La résiliation du contrat de travail de l’agent, résultant de la décision de l’ANS, peut être contestée par l’agent auprès de son administration. L’agent dispose d’un droit de réclamation (Article 90(2) du Statut) qu’il doit exercer dans un délai de trois mois suivant la notification de la fin de contrat. Si cette réclamation est rejetée, il a la possibilité de saisir le juge de l’Union dans un délai de trois mois à partir de la notification de la décision de rejet, conformément à l’article 91 du Statut.

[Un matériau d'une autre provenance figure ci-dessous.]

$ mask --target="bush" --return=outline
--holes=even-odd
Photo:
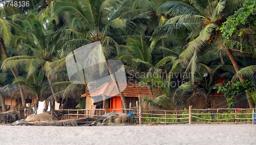
[[[188,110],[186,108],[184,109],[184,111],[182,111],[181,114],[187,114],[184,115],[177,115],[177,122],[188,122],[188,119],[184,119],[186,118],[188,118]],[[252,111],[251,110],[247,111],[248,113],[251,113]],[[242,111],[242,113],[245,113],[246,111]],[[210,114],[205,114],[204,113],[209,113],[209,112],[200,112],[199,111],[193,110],[193,113],[197,113],[197,114],[193,114],[193,117],[197,117],[199,118],[193,118],[193,122],[218,122],[218,114],[215,115],[214,118],[212,118]],[[224,113],[226,113],[224,114]],[[219,121],[219,122],[234,122],[234,118],[236,115],[234,114],[234,111],[233,110],[229,110],[227,112],[224,112],[223,113],[219,113],[219,119],[221,120],[223,119],[223,120]],[[248,119],[249,118],[252,118],[251,114],[243,114],[241,113],[237,113],[237,117],[238,119],[237,119],[237,122],[252,122],[252,119]],[[163,115],[161,117],[161,119],[151,119],[150,118],[151,115],[150,114],[147,114],[146,117],[146,118],[144,118],[143,120],[143,122],[147,123],[153,122],[165,122],[165,116]],[[156,115],[154,115],[154,118],[157,118]],[[166,122],[176,122],[176,115],[175,113],[170,114],[166,114]]]
[[[180,119],[182,119],[182,118],[188,118],[188,110],[186,109],[186,108],[184,108],[184,110],[185,110],[185,111],[182,111],[181,113],[181,114],[186,114],[187,115],[178,115],[178,118]],[[178,122],[188,122],[188,119],[178,119]]]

Cependant, la Cour constitutionnelle de Belgique a précisé dans un arrêt du 27 février 2025 que l’absence de contestation par l’agent de la décision de licenciement prise par l’administration ne semble pas faire obstacle à la saisine de l’organe de recours en matière d’habilitation de sécurité (C.C., arrêt n° 36/2025 du 27 février 2025). En d’autres termes, l’agent n’est pas obligé de contester la décision de résiliation de son contrat pour justifier d’un intérêt à agir devant l’organe de recours.

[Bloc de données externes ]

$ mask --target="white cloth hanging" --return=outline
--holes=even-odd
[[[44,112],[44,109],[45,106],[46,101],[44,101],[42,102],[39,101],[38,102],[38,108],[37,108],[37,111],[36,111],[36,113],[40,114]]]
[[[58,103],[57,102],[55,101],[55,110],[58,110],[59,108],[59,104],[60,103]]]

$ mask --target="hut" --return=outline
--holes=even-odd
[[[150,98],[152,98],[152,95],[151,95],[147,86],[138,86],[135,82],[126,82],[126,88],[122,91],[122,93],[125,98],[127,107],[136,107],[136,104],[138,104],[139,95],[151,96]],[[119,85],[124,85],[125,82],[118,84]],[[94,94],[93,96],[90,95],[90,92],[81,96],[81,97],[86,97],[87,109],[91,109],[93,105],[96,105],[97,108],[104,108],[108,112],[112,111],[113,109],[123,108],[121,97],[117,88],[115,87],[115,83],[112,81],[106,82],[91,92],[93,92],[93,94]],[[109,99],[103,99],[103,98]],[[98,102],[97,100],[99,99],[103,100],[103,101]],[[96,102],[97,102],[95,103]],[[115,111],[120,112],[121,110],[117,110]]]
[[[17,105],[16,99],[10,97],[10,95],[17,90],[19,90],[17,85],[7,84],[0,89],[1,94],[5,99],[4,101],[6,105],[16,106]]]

Par ailleurs, après analyse de la jurisprudence du juge de l’Union, il apparaît que les perspectives de succès pour contester une décision de résiliation suite au refus ou au retrait d’habilitation de sécurité par l’ANS sont limitées.

Le juge de l’Union a précisé que la résiliation d’un contrat, conformément à l’article 47, sous c) du RAA, relève d’un large pouvoir d’appréciation de l’administration. Le Tribunal ne peut contrôler le bien-fondé de cette décision qu’en présence d’irrégularités, notamment en cas d’erreur manifeste d’appréciation. Ce moyen d’annulation demeure toutefois complexe à mettre en œuvre, car il incombe à l’agent de fournir des éléments de preuve suffisamment probants pour remettre en cause la plausibilité des appréciations retenues par l’administration. En outre, selon la réglementation interne, l’administration ne serait pas obligée de suivre les conclusions d’une enquête de sécurité ou d’un organe de recours et pourrait refuser une habilitation même si le résultat est favorable à la personne concernée (TFP, arrêt du 21 novembre 2013, Arguelles Arias/Conseil, F-122/12, points 59, 104, 122 et jurisprudence citée).

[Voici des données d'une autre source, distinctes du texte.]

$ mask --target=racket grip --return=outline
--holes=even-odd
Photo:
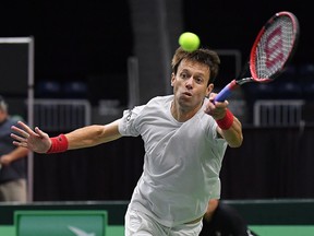
[[[237,87],[237,86],[238,86],[238,84],[237,84],[235,80],[231,81],[216,95],[214,103],[215,102],[224,102],[226,98],[228,98],[231,95],[232,90],[234,90],[234,87]]]

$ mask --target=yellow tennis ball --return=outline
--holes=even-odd
[[[194,51],[200,47],[200,37],[191,32],[185,32],[179,37],[179,45],[185,51]]]

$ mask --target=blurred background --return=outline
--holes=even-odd
[[[186,31],[220,55],[215,84],[219,91],[240,72],[262,25],[278,11],[293,12],[301,35],[285,73],[274,83],[244,85],[230,97],[230,109],[243,123],[244,143],[227,150],[222,198],[314,197],[314,19],[306,3],[25,0],[2,4],[0,37],[26,37],[33,47],[29,42],[0,43],[0,94],[11,115],[25,117],[50,135],[107,123],[124,109],[170,94],[171,57]],[[142,173],[143,155],[141,138],[58,155],[34,154],[28,158],[31,201],[129,200]]]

En conclusion, le retrait ou le refus d’une habilitation de sécurité n’est jamais un simple incident administratif : il peut bouleverser la trajectoire professionnelle d’un agent de l’Union, jusqu’à entraîner la fin du contrat lorsque le poste exige un accès à des informations sensibles. Face à ce risque, l’agent dispose toutefois de leviers concrets. D’une part, la décision de l’ANS peut être attaquée devant les voies de recours nationales compétentes — en Belgique, via l’Organe de recours en matière d’habilitation de sécurité (dans un délai bref de 30 jours), avec la possibilité de contester la décision négative de l’organe de recours dans le cadre d’un pourvoi en cassation devant le Conseil d’État pour les questions de droit. D’autre part, la résiliation du contrat décidée par l’administration peut être contestée, même si les chances de succès sont limitées.